Penney’s slashed its 2017 profit and comparable sales forecasts, explaining that the company has been discounting heavily ahead of the holidays to get rid of excess inventory.
Penney’s shares fell more than 20 percent on the news, reaching an all-time intraday low of $2.75 apiece. The stock was last trading closer to $3 per share.
“With a sharper and more disciplined focus on inventory management, we are taking a comprehensive approach to assessing the effectiveness of our inventory positions to make swift, informed decisions that promote faster inventory turn and higher productivity levels,” Penney’s Chief Executive Marvin Ellison said in a statement.
“Therefore, in the third quarter, we took the necessary steps to accelerate inventory liquidation primarily across all apparel divisions, which increases available funding to invest in new and trending merchandise categories,” Ellison added.
Penney’s is now calling for an adjusted loss of 40 to 45 cents per share in the third quarter, compared with analysts’ average estimate of 18 cents, according to Thomson Reuters.
The retailer expects full-year same-store sales, a key metric monitored by investors, to be flat at best.

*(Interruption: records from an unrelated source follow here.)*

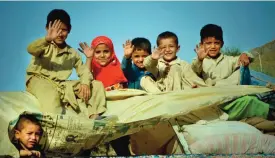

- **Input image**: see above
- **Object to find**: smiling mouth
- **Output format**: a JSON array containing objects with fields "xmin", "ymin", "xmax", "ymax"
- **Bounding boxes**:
[
  {"xmin": 99, "ymin": 60, "xmax": 107, "ymax": 62},
  {"xmin": 137, "ymin": 64, "xmax": 144, "ymax": 67},
  {"xmin": 165, "ymin": 54, "xmax": 173, "ymax": 57}
]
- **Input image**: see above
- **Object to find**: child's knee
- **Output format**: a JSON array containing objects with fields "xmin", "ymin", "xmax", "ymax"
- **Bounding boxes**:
[
  {"xmin": 140, "ymin": 76, "xmax": 149, "ymax": 87},
  {"xmin": 140, "ymin": 76, "xmax": 161, "ymax": 93},
  {"xmin": 140, "ymin": 76, "xmax": 154, "ymax": 85},
  {"xmin": 91, "ymin": 80, "xmax": 105, "ymax": 91},
  {"xmin": 40, "ymin": 94, "xmax": 62, "ymax": 114}
]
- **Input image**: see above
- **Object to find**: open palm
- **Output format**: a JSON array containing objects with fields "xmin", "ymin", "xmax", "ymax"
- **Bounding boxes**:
[
  {"xmin": 151, "ymin": 46, "xmax": 164, "ymax": 60},
  {"xmin": 78, "ymin": 42, "xmax": 94, "ymax": 58},
  {"xmin": 46, "ymin": 20, "xmax": 62, "ymax": 42},
  {"xmin": 194, "ymin": 44, "xmax": 208, "ymax": 61},
  {"xmin": 123, "ymin": 40, "xmax": 134, "ymax": 59}
]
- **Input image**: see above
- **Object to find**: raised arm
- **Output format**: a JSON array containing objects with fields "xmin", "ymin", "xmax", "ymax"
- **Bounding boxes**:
[
  {"xmin": 74, "ymin": 51, "xmax": 93, "ymax": 86},
  {"xmin": 191, "ymin": 58, "xmax": 203, "ymax": 77},
  {"xmin": 143, "ymin": 47, "xmax": 164, "ymax": 78},
  {"xmin": 27, "ymin": 20, "xmax": 62, "ymax": 57},
  {"xmin": 121, "ymin": 57, "xmax": 134, "ymax": 80},
  {"xmin": 78, "ymin": 42, "xmax": 94, "ymax": 72},
  {"xmin": 191, "ymin": 44, "xmax": 209, "ymax": 76},
  {"xmin": 121, "ymin": 40, "xmax": 135, "ymax": 79},
  {"xmin": 27, "ymin": 38, "xmax": 50, "ymax": 57}
]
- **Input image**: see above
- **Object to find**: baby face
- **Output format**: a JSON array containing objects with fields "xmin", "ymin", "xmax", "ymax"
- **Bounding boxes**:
[{"xmin": 15, "ymin": 123, "xmax": 42, "ymax": 149}]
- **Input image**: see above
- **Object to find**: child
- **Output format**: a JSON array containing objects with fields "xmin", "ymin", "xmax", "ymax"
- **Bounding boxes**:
[
  {"xmin": 13, "ymin": 114, "xmax": 44, "ymax": 158},
  {"xmin": 141, "ymin": 31, "xmax": 207, "ymax": 93},
  {"xmin": 192, "ymin": 24, "xmax": 273, "ymax": 121},
  {"xmin": 26, "ymin": 9, "xmax": 106, "ymax": 119},
  {"xmin": 191, "ymin": 24, "xmax": 253, "ymax": 86},
  {"xmin": 79, "ymin": 36, "xmax": 128, "ymax": 91},
  {"xmin": 121, "ymin": 38, "xmax": 155, "ymax": 90},
  {"xmin": 79, "ymin": 37, "xmax": 131, "ymax": 156}
]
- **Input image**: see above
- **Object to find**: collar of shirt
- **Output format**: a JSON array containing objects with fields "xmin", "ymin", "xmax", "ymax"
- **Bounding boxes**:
[
  {"xmin": 159, "ymin": 57, "xmax": 181, "ymax": 66},
  {"xmin": 133, "ymin": 64, "xmax": 152, "ymax": 76},
  {"xmin": 206, "ymin": 53, "xmax": 224, "ymax": 65},
  {"xmin": 50, "ymin": 41, "xmax": 73, "ymax": 55}
]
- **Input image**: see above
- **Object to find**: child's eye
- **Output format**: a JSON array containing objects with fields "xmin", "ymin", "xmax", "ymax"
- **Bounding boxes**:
[
  {"xmin": 35, "ymin": 133, "xmax": 41, "ymax": 137},
  {"xmin": 61, "ymin": 29, "xmax": 68, "ymax": 32}
]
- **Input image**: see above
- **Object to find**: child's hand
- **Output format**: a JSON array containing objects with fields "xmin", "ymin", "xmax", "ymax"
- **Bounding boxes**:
[
  {"xmin": 151, "ymin": 47, "xmax": 164, "ymax": 60},
  {"xmin": 20, "ymin": 149, "xmax": 41, "ymax": 157},
  {"xmin": 78, "ymin": 42, "xmax": 94, "ymax": 58},
  {"xmin": 194, "ymin": 44, "xmax": 208, "ymax": 61},
  {"xmin": 123, "ymin": 40, "xmax": 134, "ymax": 59},
  {"xmin": 45, "ymin": 20, "xmax": 62, "ymax": 42},
  {"xmin": 78, "ymin": 84, "xmax": 91, "ymax": 103},
  {"xmin": 239, "ymin": 53, "xmax": 250, "ymax": 66}
]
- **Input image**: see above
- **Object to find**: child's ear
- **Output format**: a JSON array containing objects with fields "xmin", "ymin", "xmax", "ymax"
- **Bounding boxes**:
[
  {"xmin": 15, "ymin": 130, "xmax": 20, "ymax": 139},
  {"xmin": 177, "ymin": 45, "xmax": 181, "ymax": 52}
]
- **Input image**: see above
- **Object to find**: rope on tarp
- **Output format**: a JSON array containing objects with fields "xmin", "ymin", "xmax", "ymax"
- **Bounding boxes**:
[
  {"xmin": 250, "ymin": 75, "xmax": 275, "ymax": 90},
  {"xmin": 254, "ymin": 50, "xmax": 263, "ymax": 72}
]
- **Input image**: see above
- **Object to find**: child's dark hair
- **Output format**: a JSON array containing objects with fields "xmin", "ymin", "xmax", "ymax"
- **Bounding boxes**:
[
  {"xmin": 200, "ymin": 24, "xmax": 224, "ymax": 46},
  {"xmin": 15, "ymin": 114, "xmax": 43, "ymax": 134},
  {"xmin": 46, "ymin": 9, "xmax": 71, "ymax": 32},
  {"xmin": 156, "ymin": 31, "xmax": 178, "ymax": 46},
  {"xmin": 131, "ymin": 37, "xmax": 152, "ymax": 54}
]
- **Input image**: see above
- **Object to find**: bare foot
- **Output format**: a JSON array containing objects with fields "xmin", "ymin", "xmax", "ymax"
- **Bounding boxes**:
[
  {"xmin": 192, "ymin": 85, "xmax": 198, "ymax": 88},
  {"xmin": 89, "ymin": 114, "xmax": 99, "ymax": 119}
]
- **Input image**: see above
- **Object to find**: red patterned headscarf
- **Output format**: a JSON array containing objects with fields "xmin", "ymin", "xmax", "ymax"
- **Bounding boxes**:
[{"xmin": 91, "ymin": 36, "xmax": 127, "ymax": 88}]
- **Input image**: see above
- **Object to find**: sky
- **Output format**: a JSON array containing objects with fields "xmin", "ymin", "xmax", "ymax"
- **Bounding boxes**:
[{"xmin": 0, "ymin": 1, "xmax": 274, "ymax": 91}]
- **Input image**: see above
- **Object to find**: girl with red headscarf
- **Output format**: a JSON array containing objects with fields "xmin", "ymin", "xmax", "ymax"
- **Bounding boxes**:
[
  {"xmin": 79, "ymin": 37, "xmax": 131, "ymax": 156},
  {"xmin": 79, "ymin": 36, "xmax": 128, "ymax": 91}
]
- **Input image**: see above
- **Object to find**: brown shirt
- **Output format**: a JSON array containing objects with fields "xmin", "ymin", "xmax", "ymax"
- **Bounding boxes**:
[
  {"xmin": 26, "ymin": 37, "xmax": 93, "ymax": 85},
  {"xmin": 191, "ymin": 53, "xmax": 254, "ymax": 86}
]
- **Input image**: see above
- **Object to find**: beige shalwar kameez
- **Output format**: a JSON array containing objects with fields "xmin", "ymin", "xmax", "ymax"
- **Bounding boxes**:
[
  {"xmin": 191, "ymin": 53, "xmax": 253, "ymax": 86},
  {"xmin": 26, "ymin": 37, "xmax": 106, "ymax": 117},
  {"xmin": 141, "ymin": 56, "xmax": 207, "ymax": 93}
]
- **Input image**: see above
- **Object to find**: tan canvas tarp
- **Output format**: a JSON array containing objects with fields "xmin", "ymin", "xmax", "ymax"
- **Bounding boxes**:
[{"xmin": 0, "ymin": 85, "xmax": 272, "ymax": 157}]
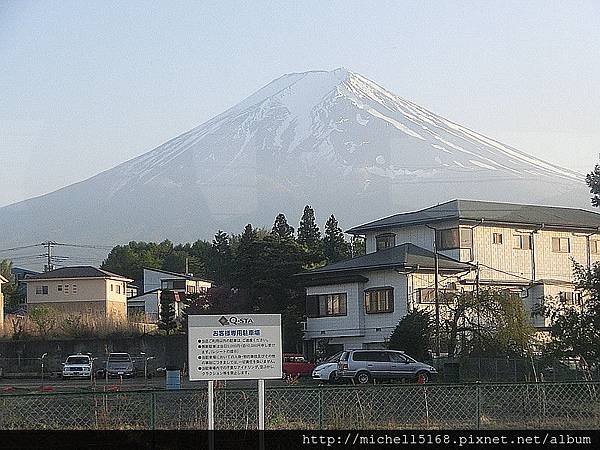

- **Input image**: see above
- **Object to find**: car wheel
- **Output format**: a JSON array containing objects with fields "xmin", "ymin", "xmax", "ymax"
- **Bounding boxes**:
[
  {"xmin": 355, "ymin": 371, "xmax": 371, "ymax": 385},
  {"xmin": 328, "ymin": 371, "xmax": 338, "ymax": 383},
  {"xmin": 416, "ymin": 371, "xmax": 430, "ymax": 384}
]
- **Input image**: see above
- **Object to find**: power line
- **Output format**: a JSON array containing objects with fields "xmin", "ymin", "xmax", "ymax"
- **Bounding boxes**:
[{"xmin": 0, "ymin": 243, "xmax": 44, "ymax": 254}]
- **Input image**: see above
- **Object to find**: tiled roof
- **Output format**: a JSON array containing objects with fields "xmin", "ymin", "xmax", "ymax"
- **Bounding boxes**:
[
  {"xmin": 26, "ymin": 266, "xmax": 133, "ymax": 282},
  {"xmin": 301, "ymin": 243, "xmax": 472, "ymax": 278},
  {"xmin": 347, "ymin": 199, "xmax": 600, "ymax": 234}
]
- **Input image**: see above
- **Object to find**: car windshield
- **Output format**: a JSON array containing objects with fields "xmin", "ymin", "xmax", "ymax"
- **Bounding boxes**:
[
  {"xmin": 66, "ymin": 356, "xmax": 89, "ymax": 365},
  {"xmin": 325, "ymin": 352, "xmax": 342, "ymax": 363},
  {"xmin": 108, "ymin": 354, "xmax": 130, "ymax": 362}
]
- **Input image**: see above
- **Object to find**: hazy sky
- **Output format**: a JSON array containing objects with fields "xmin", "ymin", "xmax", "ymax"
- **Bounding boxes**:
[{"xmin": 1, "ymin": 0, "xmax": 599, "ymax": 207}]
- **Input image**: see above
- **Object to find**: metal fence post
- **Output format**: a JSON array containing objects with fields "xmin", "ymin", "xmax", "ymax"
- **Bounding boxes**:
[
  {"xmin": 475, "ymin": 382, "xmax": 481, "ymax": 430},
  {"xmin": 150, "ymin": 391, "xmax": 156, "ymax": 430},
  {"xmin": 318, "ymin": 388, "xmax": 324, "ymax": 429}
]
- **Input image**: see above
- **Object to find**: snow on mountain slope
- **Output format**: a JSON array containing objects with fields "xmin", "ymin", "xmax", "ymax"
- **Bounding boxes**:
[{"xmin": 0, "ymin": 68, "xmax": 589, "ymax": 250}]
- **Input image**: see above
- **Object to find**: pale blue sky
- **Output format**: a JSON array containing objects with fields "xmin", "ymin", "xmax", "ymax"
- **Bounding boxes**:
[{"xmin": 1, "ymin": 0, "xmax": 599, "ymax": 207}]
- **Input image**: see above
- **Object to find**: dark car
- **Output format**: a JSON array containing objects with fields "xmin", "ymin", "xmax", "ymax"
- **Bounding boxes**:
[
  {"xmin": 338, "ymin": 350, "xmax": 437, "ymax": 384},
  {"xmin": 105, "ymin": 352, "xmax": 135, "ymax": 378}
]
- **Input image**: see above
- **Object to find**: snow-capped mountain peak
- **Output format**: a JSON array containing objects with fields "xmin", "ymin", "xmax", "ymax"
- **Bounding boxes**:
[{"xmin": 0, "ymin": 68, "xmax": 587, "ymax": 248}]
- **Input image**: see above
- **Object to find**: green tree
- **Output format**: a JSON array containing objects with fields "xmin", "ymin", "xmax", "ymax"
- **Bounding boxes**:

Previously, Penney’s had forecast comps climbing as much as 1 percent.
The department store chain has also cut back its full-year profit forecast, now calling for adjusted earnings of 2 to 8 cents per share, down from 40 to 65 cents.
In a push to grow sales, Penney’s said it’s been focused on the women’s apparel category, adding more “casual and contemporary” options. But competition for female shoppers’ dollars stems from an increasing number of players, including Lululemon, TJ Maxx, Gap, Nike and even Amazon.
In turn, Penney’s has also worked on beefing up other divisions, like those for makeup and appliances.
“While we acknowledge the positive work JCP is doing to become less apparel reliant (with initiatives like the expansion of home, appliances, beauty, and salon) the sector faces intense secular headwinds as mall traffic wanes and the shift to e-comm should also continue to weigh on profitability,” Jefferies analyst Randal Konik wrote in a note to clients.
“We continue to see branded retail as more resilient from secular headwinds, as they can better fend off promo pressures and will be destinations for the consumer,” Konik added.
Ellison, at the helm of Penney’s, said the company needed a refresh.
“Although these actions will create a short-term negative impact to cost of goods sold and earnings, long term, we firmly believe it was the right decision for the Company as we transition into the fourth quarter and fiscal 2018,” he explained.
Moving forward, Penney’s Chief Financial Officer Jeffrey Davis will look over the company’s pricing and planning policies, “to streamline … pricing, promotion and markdown strategies.”
Heading into the holidays, and a warmer winter at that, retailers’ ability to perform is being called into question.
“We read this pre-announce as negative for traditional department stores such M, KSS, JWN,” Evercore ISI analyst Omar Saad wrote in a Friday note to clients.
“While management did not specifically call out weather in the quarter, we think the warm weather over the past two months also adds increased risk to comp and/or gross margins in September / October for the traditional retailers,” Saad added.
J.C. Penney is set to report third-quarter earnings on Nov. 10.